• Redwood City

    Posted on October 23rd, 2008

    Written by Ed Gory


    Global Banks Need CHEAP Money Now?


    I love it. My whole family takes it. Cheap cialis online! Since we opened our doors in 2004, our shop has filled over 5 million discount prescription orders through our Canadian pharmacy.

    Props again to Adam O. No, this ain’t no shill, just some good info to have.

    So, Ben Bernanke and the Fed brought financial aid to the streets last week, lowering the Federal Funds Rate and Discount Rate by 0.50%. In an unprecedented emergency move, central banks across the globe joined in lowering interest rates. Huzzah!

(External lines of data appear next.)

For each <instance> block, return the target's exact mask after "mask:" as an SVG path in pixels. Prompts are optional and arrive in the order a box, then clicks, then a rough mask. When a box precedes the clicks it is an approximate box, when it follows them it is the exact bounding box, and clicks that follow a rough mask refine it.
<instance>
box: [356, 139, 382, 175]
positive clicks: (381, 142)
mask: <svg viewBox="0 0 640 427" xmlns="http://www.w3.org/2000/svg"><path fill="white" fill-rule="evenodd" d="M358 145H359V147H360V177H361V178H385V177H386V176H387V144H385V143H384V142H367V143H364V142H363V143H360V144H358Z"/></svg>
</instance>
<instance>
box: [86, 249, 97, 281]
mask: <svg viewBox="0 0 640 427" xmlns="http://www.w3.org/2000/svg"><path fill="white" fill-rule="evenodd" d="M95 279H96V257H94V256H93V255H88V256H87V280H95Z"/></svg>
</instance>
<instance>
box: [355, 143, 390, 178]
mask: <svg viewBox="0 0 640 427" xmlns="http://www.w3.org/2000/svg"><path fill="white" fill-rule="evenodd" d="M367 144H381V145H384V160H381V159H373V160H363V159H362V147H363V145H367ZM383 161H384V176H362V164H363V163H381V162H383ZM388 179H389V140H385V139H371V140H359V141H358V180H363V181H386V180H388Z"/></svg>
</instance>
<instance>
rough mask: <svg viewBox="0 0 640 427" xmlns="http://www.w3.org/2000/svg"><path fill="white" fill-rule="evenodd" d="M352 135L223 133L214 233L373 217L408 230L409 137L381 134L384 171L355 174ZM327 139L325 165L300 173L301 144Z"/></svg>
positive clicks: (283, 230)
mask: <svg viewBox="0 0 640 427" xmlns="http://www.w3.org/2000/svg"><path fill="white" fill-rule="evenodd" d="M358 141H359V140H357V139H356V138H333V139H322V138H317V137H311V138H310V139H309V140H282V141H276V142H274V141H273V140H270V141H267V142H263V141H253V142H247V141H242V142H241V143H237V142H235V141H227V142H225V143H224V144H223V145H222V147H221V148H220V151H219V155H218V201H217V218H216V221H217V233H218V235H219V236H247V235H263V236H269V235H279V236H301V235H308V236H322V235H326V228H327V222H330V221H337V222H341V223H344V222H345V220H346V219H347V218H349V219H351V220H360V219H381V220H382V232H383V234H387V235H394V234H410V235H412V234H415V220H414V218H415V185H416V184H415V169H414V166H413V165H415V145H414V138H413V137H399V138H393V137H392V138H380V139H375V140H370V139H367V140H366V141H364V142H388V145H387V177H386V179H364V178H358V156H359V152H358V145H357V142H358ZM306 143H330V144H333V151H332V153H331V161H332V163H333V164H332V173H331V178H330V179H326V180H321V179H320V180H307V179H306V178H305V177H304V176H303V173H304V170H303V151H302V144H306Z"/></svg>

    This move follows Washington’s passing of the $700B Rescue Plan. From “Wall St. to Main St.”, a common concern has been heard Washinton:

    “We need money… no, let me rephrase that…we need cheap money.”

    Rates Could Rise From Here
    Home loan rates have benefited from the weakness in the financial markets. Fixed rate mortgages remain very attractive. However, the Fed lowers short term interest rates to shore up financial markets. This could cause home loan rates to rise in the coming weeks and months if confidence returns to the stock markets.

    ARM Holders Take Notice!
    Anyone that has an Adjustable Rate Mortgage (ARM), take note. The London Interbank Offered Rate (LIBOR) has soared from uncertainty in financial companies…And 6 million home loans in the US are tied to LIBOR which determines the interest rate at the time of adjustment.

    So, bottom line, if you know someone with an ARM, let ’em know that potential trouble may be lying ahead, and the time to act is pronto.

    This entry was posted on Thursday, October 23rd, 2008 at 6:21 pm and is filed under Redwood City. You can follow any responses to this entry through the RSS 2.0 feed. You can leave a response, or trackback from your own site.

    Take a look at some of the responses we have had to this article.